A agricultura não está sozinha no desmatamento do bioma

A Mata Atlântica abriga 27% das terras agropecuárias, onde estão 40% dos estabelecimentos rurais do país. Dessa forma, o uso agropecuário ocupa mais de 60% do território do bioma, totalizando 78 milhões de hectares.  A pesquisa ‘Produção de Alimentos na Mata Atlântica’ realizada pela Fundação SOS Mata Atlântica, é a responsável pela coleta dos dados.

Segundo Sybelle Barreira, Engenheira Florestal, em 2021 a Mata perdeu vários quilômetros de área, e o maior responsável foi o crescimento da agropecuária. 

“O bioma é afetado pelo desmatamento para ampliação de áreas para ocupação humana e agropecuária. A expansão agropecuária é um dos fatores, visto que ela corresponde a 64,7% da ocupação do bioma.”

Sob o mesmo ponto de vista, a Zootecnista Larissy Rodrigues afirma que, de forma indireta, os setores responsáveis pelo desmatamento são a agricultura e a pecuária. Isso ocorre por uma falta de fiscalização, dando espaço para grileiros, por exemplo, assumirem terras.

Panorama histórico da Agropecuária na Mata Atlântica

Desde o período da colonização, a produção de várias commodities consumidas internamente e direcionadas para a exportação torna essa região uma área de destaque. Nesse sentido, o estudo ‘Produção de Alimentos na Mata Atlântica’ afirma que o bioma é o principal produtor das culturas agrícolas e produtos animais que alimentam a população brasileira. Durante a maior parte da história ele foi o que sustentou o sistema agroalimentar brasileiro. 

“De fato, estas atividades já são estabelecidas neste domínio vegetal por décadas e centenas de anos. A questão é como estabelecer que elas continuem existindo sem prejudicar ou desmatar mais áreas”, destaca Ruan Pontes, um dos coordenadores do grupo local de voluntários do Greenpeace João Pessoa.

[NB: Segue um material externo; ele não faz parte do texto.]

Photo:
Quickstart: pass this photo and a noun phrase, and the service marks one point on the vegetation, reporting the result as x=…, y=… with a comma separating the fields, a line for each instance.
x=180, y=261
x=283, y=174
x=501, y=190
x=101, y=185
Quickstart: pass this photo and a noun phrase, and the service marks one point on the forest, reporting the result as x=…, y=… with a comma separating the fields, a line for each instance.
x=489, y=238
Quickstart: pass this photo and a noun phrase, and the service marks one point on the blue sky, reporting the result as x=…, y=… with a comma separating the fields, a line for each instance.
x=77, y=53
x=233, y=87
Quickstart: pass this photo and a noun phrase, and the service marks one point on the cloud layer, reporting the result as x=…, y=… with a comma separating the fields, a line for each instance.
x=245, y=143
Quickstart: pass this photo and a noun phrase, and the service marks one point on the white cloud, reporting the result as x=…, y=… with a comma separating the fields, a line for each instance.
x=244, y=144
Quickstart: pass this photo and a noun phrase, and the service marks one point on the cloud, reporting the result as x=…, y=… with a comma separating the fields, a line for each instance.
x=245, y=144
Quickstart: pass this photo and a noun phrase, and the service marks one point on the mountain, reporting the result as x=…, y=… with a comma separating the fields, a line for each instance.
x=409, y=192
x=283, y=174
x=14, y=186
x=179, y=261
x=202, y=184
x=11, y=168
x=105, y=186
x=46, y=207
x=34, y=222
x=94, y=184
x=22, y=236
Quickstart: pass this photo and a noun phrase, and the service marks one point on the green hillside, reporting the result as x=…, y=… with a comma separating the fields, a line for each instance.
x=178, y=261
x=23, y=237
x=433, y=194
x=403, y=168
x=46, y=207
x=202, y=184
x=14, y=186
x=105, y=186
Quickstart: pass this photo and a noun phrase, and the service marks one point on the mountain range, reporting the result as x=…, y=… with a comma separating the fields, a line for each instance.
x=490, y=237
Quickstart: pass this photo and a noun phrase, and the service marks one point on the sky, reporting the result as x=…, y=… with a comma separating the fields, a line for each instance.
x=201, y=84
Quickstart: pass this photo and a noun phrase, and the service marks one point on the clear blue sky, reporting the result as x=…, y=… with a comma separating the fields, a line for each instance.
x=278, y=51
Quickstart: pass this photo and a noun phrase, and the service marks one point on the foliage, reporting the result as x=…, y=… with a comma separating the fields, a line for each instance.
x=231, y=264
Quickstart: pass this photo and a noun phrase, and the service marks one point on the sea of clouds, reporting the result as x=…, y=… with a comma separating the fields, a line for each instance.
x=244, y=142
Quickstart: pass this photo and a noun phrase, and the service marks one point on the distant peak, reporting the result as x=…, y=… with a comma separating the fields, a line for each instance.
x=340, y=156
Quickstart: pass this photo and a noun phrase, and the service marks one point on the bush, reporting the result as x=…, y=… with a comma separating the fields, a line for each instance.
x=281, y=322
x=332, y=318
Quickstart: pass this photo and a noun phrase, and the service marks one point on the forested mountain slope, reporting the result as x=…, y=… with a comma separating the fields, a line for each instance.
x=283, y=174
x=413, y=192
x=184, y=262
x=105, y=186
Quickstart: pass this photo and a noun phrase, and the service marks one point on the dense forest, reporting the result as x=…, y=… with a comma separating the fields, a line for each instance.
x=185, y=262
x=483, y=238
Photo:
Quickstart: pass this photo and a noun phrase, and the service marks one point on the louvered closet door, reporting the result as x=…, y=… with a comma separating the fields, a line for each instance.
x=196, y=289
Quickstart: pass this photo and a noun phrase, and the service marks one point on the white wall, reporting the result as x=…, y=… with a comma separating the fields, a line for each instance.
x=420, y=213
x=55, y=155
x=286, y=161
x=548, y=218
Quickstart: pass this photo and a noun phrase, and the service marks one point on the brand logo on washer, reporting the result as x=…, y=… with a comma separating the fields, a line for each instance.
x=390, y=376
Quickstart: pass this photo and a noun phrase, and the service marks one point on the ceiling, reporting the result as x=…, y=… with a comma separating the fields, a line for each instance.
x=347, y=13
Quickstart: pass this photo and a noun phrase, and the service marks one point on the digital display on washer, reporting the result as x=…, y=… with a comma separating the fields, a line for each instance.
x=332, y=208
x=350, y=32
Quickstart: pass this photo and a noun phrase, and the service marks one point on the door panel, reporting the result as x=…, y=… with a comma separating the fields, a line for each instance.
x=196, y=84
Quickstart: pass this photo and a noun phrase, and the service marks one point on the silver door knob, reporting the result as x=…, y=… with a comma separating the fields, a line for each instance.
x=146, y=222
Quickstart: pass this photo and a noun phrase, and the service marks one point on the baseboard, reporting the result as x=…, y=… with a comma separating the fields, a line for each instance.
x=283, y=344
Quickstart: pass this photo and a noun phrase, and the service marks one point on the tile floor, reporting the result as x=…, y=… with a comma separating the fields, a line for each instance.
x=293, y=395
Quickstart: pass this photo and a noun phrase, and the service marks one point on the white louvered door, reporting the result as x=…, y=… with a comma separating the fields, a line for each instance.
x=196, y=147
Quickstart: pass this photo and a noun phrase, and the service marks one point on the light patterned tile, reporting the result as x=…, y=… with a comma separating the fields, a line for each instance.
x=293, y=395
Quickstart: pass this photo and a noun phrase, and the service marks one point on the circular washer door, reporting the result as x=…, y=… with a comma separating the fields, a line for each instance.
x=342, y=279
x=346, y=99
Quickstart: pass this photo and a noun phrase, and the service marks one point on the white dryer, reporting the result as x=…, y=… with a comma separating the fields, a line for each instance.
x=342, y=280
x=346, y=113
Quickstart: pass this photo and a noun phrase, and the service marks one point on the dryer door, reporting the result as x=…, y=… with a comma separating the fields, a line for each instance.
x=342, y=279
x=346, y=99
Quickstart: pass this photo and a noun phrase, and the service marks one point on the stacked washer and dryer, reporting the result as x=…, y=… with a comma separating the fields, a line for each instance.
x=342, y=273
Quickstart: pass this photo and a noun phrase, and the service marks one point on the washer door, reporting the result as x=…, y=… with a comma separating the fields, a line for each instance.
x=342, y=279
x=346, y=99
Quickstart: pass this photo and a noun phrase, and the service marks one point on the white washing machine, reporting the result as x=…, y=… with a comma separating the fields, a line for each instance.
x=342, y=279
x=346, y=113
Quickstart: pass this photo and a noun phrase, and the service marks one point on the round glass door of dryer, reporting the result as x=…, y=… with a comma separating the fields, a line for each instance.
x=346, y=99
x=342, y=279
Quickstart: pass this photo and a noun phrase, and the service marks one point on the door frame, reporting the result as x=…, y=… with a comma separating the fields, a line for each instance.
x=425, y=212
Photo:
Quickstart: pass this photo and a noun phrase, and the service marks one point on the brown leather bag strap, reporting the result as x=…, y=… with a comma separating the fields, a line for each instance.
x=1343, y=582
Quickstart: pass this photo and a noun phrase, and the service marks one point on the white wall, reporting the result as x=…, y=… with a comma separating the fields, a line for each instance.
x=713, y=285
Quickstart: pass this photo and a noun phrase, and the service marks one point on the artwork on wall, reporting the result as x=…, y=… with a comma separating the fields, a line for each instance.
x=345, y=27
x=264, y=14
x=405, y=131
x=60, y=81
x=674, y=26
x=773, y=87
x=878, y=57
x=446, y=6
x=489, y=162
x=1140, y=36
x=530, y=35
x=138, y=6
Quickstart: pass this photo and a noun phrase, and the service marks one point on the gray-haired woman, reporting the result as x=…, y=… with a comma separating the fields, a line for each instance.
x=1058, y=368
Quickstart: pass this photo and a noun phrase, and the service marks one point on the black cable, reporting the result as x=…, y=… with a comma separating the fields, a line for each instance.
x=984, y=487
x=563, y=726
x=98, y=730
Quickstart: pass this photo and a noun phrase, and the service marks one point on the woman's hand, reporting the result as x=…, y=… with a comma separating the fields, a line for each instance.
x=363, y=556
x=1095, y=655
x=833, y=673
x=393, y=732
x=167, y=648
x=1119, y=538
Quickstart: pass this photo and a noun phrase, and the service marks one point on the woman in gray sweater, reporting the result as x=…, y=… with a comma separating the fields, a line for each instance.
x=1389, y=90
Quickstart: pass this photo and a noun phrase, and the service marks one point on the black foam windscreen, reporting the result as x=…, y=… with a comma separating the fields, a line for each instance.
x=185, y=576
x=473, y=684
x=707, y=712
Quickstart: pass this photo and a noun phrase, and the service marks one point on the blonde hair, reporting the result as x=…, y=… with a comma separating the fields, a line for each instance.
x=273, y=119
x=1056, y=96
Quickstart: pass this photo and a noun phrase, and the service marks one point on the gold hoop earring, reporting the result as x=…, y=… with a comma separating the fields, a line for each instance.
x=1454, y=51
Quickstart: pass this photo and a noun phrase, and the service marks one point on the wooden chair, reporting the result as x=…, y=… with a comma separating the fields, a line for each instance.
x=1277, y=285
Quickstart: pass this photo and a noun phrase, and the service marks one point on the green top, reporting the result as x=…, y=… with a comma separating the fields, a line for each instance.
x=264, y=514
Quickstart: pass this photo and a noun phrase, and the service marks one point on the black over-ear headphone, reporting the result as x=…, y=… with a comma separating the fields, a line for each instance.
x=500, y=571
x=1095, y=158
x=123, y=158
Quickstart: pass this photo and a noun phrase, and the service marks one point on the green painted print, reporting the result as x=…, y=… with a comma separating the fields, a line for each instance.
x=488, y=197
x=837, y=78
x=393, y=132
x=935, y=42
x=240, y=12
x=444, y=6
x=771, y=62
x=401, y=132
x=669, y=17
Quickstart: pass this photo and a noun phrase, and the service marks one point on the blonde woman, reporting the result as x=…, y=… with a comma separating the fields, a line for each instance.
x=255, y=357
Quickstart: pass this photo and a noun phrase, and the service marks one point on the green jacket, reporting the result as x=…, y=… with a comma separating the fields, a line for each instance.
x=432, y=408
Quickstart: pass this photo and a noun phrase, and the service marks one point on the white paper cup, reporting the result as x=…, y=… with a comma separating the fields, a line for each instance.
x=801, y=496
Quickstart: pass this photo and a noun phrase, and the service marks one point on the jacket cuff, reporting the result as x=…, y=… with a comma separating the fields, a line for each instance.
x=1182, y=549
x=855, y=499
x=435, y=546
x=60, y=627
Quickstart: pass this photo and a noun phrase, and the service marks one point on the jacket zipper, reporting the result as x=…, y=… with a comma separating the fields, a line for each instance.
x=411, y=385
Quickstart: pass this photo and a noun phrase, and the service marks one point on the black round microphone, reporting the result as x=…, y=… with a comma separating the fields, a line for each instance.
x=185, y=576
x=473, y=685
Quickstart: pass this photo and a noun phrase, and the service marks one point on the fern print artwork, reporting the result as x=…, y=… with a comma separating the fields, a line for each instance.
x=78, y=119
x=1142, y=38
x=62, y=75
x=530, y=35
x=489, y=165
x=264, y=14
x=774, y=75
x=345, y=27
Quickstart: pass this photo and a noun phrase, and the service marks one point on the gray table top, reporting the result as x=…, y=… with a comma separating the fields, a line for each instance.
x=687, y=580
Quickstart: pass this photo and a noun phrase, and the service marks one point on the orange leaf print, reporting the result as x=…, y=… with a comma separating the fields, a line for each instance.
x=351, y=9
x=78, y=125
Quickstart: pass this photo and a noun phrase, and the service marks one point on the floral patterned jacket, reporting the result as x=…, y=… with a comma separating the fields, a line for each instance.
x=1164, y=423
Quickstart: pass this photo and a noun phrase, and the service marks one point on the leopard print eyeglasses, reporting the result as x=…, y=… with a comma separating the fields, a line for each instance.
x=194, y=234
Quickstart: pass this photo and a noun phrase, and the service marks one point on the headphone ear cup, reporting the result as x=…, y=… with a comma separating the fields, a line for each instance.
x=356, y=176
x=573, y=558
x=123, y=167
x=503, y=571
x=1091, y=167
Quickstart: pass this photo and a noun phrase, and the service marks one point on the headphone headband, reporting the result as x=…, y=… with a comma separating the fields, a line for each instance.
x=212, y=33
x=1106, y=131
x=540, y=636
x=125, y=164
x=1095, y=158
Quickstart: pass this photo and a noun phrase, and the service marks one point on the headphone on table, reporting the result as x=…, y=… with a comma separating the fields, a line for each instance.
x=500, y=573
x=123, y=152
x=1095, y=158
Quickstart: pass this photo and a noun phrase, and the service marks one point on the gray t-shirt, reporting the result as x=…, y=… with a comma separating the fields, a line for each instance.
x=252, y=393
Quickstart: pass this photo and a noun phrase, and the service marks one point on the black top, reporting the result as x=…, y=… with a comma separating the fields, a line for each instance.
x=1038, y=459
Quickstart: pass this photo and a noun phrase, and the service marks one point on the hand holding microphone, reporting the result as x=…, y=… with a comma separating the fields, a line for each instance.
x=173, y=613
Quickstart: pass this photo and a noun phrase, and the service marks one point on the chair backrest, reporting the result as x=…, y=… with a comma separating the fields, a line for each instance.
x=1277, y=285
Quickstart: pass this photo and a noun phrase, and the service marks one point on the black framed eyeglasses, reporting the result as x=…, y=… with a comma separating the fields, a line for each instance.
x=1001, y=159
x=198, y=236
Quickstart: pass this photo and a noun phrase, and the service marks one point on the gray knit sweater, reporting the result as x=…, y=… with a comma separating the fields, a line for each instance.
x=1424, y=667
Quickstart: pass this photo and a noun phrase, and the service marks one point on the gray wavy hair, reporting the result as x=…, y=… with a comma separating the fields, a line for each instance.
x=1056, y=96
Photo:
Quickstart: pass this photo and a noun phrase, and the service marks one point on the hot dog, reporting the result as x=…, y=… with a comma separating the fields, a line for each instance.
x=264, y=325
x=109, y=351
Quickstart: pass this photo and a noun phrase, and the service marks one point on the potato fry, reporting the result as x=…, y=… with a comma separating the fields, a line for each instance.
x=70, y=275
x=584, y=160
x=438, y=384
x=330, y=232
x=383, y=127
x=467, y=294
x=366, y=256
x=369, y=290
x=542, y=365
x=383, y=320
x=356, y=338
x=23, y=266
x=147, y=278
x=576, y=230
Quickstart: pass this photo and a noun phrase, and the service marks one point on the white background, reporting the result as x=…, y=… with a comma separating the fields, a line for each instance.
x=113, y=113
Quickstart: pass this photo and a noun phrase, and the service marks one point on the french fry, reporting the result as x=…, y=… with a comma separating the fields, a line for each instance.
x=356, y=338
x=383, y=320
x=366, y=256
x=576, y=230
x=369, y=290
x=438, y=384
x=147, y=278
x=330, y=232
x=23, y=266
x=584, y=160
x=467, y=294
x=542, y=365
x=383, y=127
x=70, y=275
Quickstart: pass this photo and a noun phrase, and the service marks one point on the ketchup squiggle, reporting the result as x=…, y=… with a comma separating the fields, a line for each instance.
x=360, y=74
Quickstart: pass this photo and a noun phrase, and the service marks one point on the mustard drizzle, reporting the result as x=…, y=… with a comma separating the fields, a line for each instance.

Conforme a Coleção 6 do MapBiomas, a vegetação nativa brasileira perdeu espaço para a agropecuária nas últimas três décadas. O crescimento da área ocupada por essa atividade entre 1985 e 2020 foi de 44,6%. E a análise mais detalhada da ocupação e uso da terra no país mostra que 66,3% da vegetação já está degradada. 

A Mata Atlântica, mais especificamente, tem 66,7% da sua área ocupada pela agropecuária. Somente entre os meses de outubro de 2021 e de 2022, a Fundação SOS Mata Atlântica e o INPE observaram o desflorestamento de 20.075 hectares (ha) do bioma, o correspondente a mais de 20 mil campos de futebol em um ano ou um Parque Ibirapuera (SP) desmatados a cada três dias.

As informações são do Atlas da Mata Atlântica, estudo realizado desde 1989 pela Fundação SOS Mata Atlântica em parceria com o Instituto Nacional de Pesquisas Espaciais (INPE) e apoio técnico da Arcplan

Considerando valores médios, adquiridos no estudo realizado pela Fundação SOS Mata Atlântica, a cobertura florestal do bioma está abaixo do limiar crítico de 30% da paisagem para a conservação da biodiversidade. Além disso, os remanescentes florestais estão distribuídos de maneira desigual, havendo paisagens com cobertura de vegetação nativa menor do que 5% do território. 

“O Brasil tem muito território. Se os produtores tivessem consciência, soubessem usufruir disso, o Brasil seria um dos maiores em níveis agropecuários e pecuaristas”, destaca a Zootecnista Larissy Rodrigues.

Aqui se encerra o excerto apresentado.